Если хотите представить себе его лицо – две глубинные морщины, проложенные поперек лба, гармошки полных мудрости, искушенности, опыта жизни морщин, идущих от уголков глаз к щекам, шрамы от бритвы, неровности кожи, тяжелые щеки, напоминающие буйвола, мягкая пахучая темная борода, слегка подпухшие губы, как будто чуть оттянутые с уголков. Сросшиеся брови, густые ресницы. Общее выражение лица – измученное, несчастное, вместе с тем излучающее непреклонную силу.
* * *
13 сентября, 1987 г.
Позвонила мама.
– Твой сыночек завтра идет в первый класс! Ты помнишь об этом? Приходи, проводи его в школу. Это же такой памятный день!
Неужели Сашенька уже пойдет в первый класс?!!!
Беленькая рубашечка, темные брючки, новый портфель и щечки, как румяные яблочки. Улыбается, что беспризорная мама все-таки пришла проводить его в первый раз в школу. Даже на память остался снимок: улыбающийся Сашенька и присевшая рядышком на корточки я в желтой кофточке, с немного распухшим лицом после бессонной ночи, проведенной в выяснениях отношений с Гариком.
Школа находилась прямо через дорогу от дома родителей. В эту же школу ходила и Танька, вот уже семь лет. Не могу поверить, что и мой ребенок пойдет учиться в эту же школу, похожую на тюрьму.

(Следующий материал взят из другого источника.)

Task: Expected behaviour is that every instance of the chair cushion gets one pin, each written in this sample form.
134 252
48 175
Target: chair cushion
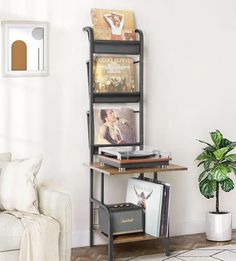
18 185
11 231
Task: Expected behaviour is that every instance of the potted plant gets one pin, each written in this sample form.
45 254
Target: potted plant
218 163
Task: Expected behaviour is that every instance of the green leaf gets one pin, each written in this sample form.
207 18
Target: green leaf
232 169
202 175
216 137
206 143
207 164
199 164
207 188
231 157
225 142
227 185
221 152
219 173
204 156
210 149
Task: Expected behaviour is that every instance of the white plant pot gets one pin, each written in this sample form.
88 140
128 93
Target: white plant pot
219 226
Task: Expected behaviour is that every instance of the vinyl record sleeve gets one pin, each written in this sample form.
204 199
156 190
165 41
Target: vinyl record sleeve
114 74
113 24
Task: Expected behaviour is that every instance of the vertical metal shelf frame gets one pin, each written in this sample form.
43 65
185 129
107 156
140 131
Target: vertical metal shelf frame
121 48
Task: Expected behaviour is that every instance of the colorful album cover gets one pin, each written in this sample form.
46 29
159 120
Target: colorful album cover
148 195
113 24
114 74
114 126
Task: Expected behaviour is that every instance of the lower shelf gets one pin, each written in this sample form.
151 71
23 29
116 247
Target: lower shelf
132 238
119 239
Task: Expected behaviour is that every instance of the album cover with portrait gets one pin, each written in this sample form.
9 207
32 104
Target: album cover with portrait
148 195
113 24
114 74
114 126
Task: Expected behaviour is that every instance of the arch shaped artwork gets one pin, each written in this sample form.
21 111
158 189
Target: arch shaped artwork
19 56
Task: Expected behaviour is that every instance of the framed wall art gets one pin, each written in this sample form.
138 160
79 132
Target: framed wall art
25 47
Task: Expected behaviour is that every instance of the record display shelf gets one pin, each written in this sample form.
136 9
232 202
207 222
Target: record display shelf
135 48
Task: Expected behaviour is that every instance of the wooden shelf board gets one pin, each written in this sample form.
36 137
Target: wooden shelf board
119 239
115 171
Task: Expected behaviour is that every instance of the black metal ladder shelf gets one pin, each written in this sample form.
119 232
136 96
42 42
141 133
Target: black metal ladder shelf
120 48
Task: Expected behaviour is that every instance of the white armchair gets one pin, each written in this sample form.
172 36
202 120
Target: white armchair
51 203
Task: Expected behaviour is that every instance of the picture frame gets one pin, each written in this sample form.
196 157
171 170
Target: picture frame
114 74
114 126
25 48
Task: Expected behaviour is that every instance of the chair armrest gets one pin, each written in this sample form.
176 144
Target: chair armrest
58 205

Так я и не успела ничего предпринять, ничего не смогла подыскать лучшего: а эта школа – первый шаг к деградации. Я видела это по Таньке. Что толку видеть, если ты изменить ничего не можешь?!
* * *
Лежу в квартире на Авеню Эн, у своих. Ведь я молодая девочка, сколько можно лежать? И сестра моя, такой же, как я, потерянный элемент. Ногти отрастила такой длины, аж загнулись, век не стригла, чернозем под ними, но облизывает пальцы, не брезгует, такие жуткие ногти. Ела жирную пищу, лицо отерла рукавом – точно, как пещерный человек. Живот огромный. Недавно видела ее подруг одноклассниц: все такие же – ужасно неухоженные, и глаза, как у диких зверей. Мама нервничает, распинается.
– Отчего целый день ты да телевизор? Отчего ты так опустилась?
Тупые насмешливые глаза, полные недоверчивой настороженности. Затравленный звереныш. Ее из дома не выпускают. Из школы по минутам встречают.